Vaccine scheduling process described as ‘frustrating experience’

NBC4 Investigates

COLUMBUS (WCMH) — The State of Ohio is promising a one-stop-shop to schedule COVID-19 vaccines, but after weeks of development, the online scheduling portal is unavailable to the public with no clear timeframe to go live.

In the meantime, scheduling a vaccine appointment is a frustrating experience for many who qualify, and some vaccine providers are investing heavily into their own portals.

“I went to several sites: Franklin County, Columbus, a couple of pharmacies – Kroger, Giant Eagle — and I just went on every day and just kept on trying,” said Larry Thomas, describing his scheduling process after ultimately receiving his vaccine from Columbus Public Health.

“I was heads-down, doing nothing but trying to secure an appointment somewhere,” said Wendy Ban, who eventually scheduled with CPH. “And I couldn’t even get a chance to register for a vaccine anywhere.”

Gov. Mike DeWine said Tuesday that the state has been working on a solution to difficulties that arise from each vaccine provider managing its own scheduling system.

“We know that that is what people want,” DeWine said. “One place where they can go to book their appointments, instead of calling around and visiting a number of websites.”

After weeks of development, DeWine said the Ohio Department of Health created a centralized online scheduling portal. While the site is built, DeWine said it would not become available to the public until enough vaccine providers are participating.

“During the next two to three weeks, we will continue to work directly with these providers, pharmacies, health departments, etc.,” DeWine said.

The governor acknowledged the potential challenges that lie ahead, as some providers have invested time and money into their own scheduling systems.

Kroger launched a new scheduling portal Wednesday. Amy McCormick, a company spokesperson, said the new website is more streamlined, allowing users to check their eligibility, gauge the availability of doses and schedule their first and second vaccine appointments in one visit.

McCormick said the portal also increased its capacity to handle 250,000 requests per day.

Kroger’s previous scheduling portal crashed in early February after thousands of school employees attempted to log on at the same time.

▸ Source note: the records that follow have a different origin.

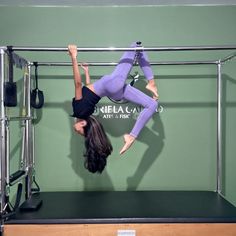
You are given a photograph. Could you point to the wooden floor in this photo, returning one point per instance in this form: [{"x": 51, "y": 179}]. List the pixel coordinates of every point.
[
  {"x": 122, "y": 230},
  {"x": 144, "y": 213}
]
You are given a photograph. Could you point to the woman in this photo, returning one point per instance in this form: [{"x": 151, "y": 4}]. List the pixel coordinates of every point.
[{"x": 114, "y": 85}]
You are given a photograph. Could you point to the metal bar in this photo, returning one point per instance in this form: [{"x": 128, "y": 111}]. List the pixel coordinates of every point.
[
  {"x": 19, "y": 118},
  {"x": 116, "y": 63},
  {"x": 228, "y": 58},
  {"x": 3, "y": 199},
  {"x": 28, "y": 136},
  {"x": 108, "y": 49},
  {"x": 219, "y": 129}
]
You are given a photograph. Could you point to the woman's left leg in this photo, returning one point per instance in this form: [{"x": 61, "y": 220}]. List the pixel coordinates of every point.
[{"x": 149, "y": 108}]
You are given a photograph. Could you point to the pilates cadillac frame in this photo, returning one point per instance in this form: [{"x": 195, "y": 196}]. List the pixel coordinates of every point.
[{"x": 27, "y": 170}]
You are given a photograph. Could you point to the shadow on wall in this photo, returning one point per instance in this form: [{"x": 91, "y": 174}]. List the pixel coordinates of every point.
[{"x": 153, "y": 138}]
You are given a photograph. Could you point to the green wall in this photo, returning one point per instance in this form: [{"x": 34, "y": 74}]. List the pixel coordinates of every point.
[{"x": 177, "y": 149}]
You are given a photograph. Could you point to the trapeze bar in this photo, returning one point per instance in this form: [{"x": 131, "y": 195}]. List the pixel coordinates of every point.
[
  {"x": 115, "y": 63},
  {"x": 21, "y": 118},
  {"x": 107, "y": 49}
]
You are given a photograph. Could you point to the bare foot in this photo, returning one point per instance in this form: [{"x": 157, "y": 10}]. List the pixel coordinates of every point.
[
  {"x": 151, "y": 86},
  {"x": 128, "y": 140}
]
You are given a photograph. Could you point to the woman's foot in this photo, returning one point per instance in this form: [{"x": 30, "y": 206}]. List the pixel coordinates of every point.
[
  {"x": 151, "y": 86},
  {"x": 128, "y": 140}
]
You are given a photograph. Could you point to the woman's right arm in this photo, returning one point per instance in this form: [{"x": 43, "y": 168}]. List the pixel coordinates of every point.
[{"x": 77, "y": 77}]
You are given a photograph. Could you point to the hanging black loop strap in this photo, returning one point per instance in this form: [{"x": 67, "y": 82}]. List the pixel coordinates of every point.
[
  {"x": 37, "y": 97},
  {"x": 10, "y": 89}
]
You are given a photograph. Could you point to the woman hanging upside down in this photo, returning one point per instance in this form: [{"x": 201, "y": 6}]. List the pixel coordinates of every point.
[{"x": 98, "y": 146}]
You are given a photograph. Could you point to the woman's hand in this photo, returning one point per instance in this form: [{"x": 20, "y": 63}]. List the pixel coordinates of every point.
[
  {"x": 85, "y": 67},
  {"x": 72, "y": 49}
]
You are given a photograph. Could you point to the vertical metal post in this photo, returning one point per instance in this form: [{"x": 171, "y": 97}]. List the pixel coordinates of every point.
[
  {"x": 28, "y": 138},
  {"x": 219, "y": 128},
  {"x": 3, "y": 199}
]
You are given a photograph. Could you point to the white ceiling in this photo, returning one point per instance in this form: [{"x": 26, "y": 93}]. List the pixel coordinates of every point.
[{"x": 113, "y": 2}]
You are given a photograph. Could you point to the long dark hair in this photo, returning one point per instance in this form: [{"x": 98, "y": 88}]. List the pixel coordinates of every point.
[{"x": 98, "y": 146}]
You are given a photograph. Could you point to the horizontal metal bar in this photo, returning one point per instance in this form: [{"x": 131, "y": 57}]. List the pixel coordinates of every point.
[
  {"x": 17, "y": 118},
  {"x": 228, "y": 58},
  {"x": 108, "y": 49},
  {"x": 15, "y": 176},
  {"x": 115, "y": 63}
]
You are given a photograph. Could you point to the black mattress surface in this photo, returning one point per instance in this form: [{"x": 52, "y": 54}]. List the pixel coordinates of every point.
[{"x": 129, "y": 207}]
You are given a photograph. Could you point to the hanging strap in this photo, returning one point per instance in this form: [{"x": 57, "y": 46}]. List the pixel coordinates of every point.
[{"x": 37, "y": 97}]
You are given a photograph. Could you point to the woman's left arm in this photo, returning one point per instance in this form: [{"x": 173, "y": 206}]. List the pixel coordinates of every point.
[{"x": 85, "y": 67}]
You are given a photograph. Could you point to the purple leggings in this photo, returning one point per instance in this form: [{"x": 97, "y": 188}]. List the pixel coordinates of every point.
[{"x": 115, "y": 87}]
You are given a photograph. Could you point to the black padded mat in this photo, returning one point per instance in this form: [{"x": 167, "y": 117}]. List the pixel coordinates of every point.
[{"x": 129, "y": 207}]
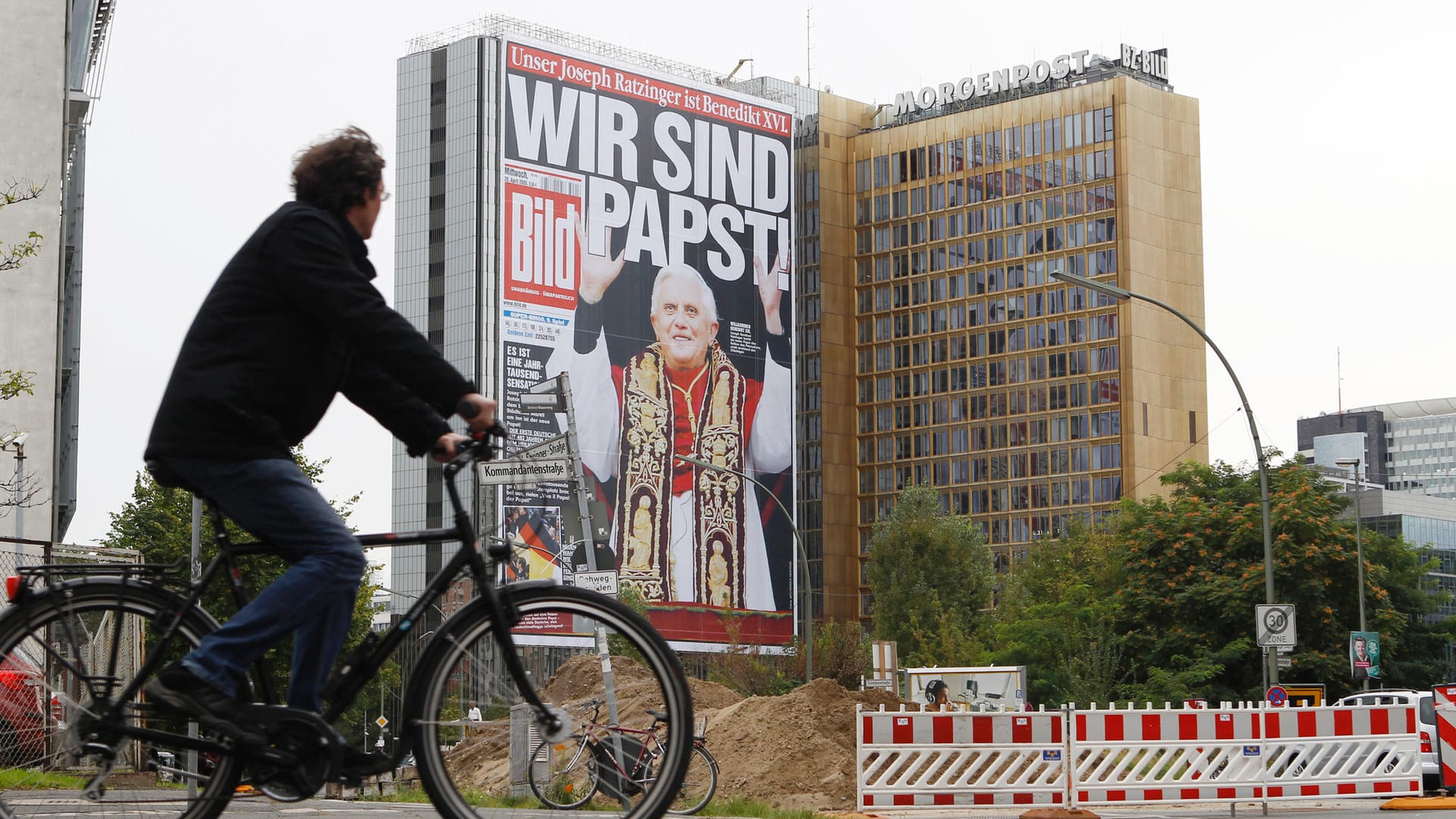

“It is an ever evolving time, as we all know,” McCormick said. “The rollout of the new vaccine scheduling platform really reflects the company’s commitment to the health and safety of our associates, our customers and the communities.”

McCormick was unsure whether Kroger would participate in Ohio’s centralized portal, as were representatives for several other vaccine providers in the Columbus area when NBC4 Investigates asked.

Only Heart of Ohio Family Health and Mt. Carmel Health System confirmed they would schedule vaccinations through the state portal. A spokesperson for Columbus Public Health said it would not participate because its system is incompatible with the state’s.

As more vaccine doses arrive in Ohio, new providers will be required to join the state portal, DeWine said. He also suggested a deadline for existing providers to opt in, but gave no specifics.

DeWine said a scheduling portal run by the federal government was offered to states earlier on in the vaccination process, but Ohio officials declined to use that program.

“ODH thoroughly researched several centralized scheduling solutions, including one offered by the federal government,” said Alicia Shoults, a spokesperson for ODH. “Following a thorough vetting process, the state chose a solution that is compatible with provider systems and that can be optimized on mobile devices.”